The ubiquitin super family is characterized by small protein modifiers that are covalently attached to proteins substrates through a series of biochemically similar steps (Figure 1). E1, E2, and E3 are the activating enzyme, conjugating enzyme, and ligase, respectively for the various Ubl pathways; the number of distinct enzymes at each step varies for the particular modifier system. M represents ubiquitin or any other Ubl. S is the substrate and D is the demodifying enzyme that removes the modifier and returns the substrate to the unmodified form.

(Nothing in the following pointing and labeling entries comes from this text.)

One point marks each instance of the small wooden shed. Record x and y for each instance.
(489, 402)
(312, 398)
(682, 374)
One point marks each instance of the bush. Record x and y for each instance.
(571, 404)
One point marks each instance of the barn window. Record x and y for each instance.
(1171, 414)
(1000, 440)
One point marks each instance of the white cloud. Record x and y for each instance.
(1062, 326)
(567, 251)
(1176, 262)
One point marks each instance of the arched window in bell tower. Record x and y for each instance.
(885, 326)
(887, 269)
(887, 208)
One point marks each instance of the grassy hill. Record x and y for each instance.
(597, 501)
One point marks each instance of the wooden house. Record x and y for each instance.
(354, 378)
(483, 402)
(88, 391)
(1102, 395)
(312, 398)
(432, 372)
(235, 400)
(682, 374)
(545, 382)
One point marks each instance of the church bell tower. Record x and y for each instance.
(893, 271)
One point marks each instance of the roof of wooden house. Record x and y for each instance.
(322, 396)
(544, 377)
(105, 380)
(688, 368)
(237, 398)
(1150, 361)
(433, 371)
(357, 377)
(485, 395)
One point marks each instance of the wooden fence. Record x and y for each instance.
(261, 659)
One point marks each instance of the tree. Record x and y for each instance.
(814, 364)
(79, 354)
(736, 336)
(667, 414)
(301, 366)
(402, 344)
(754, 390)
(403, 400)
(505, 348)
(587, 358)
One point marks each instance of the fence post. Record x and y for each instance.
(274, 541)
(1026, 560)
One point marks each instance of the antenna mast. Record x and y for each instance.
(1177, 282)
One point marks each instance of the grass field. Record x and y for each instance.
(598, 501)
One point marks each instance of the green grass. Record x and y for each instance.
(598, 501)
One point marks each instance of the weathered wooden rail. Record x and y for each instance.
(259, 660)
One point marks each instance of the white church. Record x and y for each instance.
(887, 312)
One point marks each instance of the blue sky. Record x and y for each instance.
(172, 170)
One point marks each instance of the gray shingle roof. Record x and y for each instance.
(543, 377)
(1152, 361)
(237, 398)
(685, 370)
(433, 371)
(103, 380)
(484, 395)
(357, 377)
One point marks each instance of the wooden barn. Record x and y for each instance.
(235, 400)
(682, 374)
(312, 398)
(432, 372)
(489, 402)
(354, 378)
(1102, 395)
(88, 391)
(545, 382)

The first step in the conjugation process is activation of the modifier through an ATP-dependent reaction that forms a linkage between the modifier and the activation enzyme (E1). Subsequently the modifier is transferred to the conjugation enzyme (E2), through a thioester linkage. Finally, the modifier is transferred to the substrate using an E3 ligase that provides substrate specificity. This final conjugation of the modifier to the substrate occurs through an isopeptide bond linking the C-terminus of the modifier with the epsilon amino group of a lysine residue in the target protein. Depending on the substrate, more than one lysine may be modified and more than one type of modifier may be utilized; in some cases the different modifications occur on separate lysine residues while in other cases different modifiers compete for the same lysine, often with opposing functional effects. Additionally, depending on the modifier used both mono- and poly-chains of the modifier can be formed resulting in different outcomes for the substrate.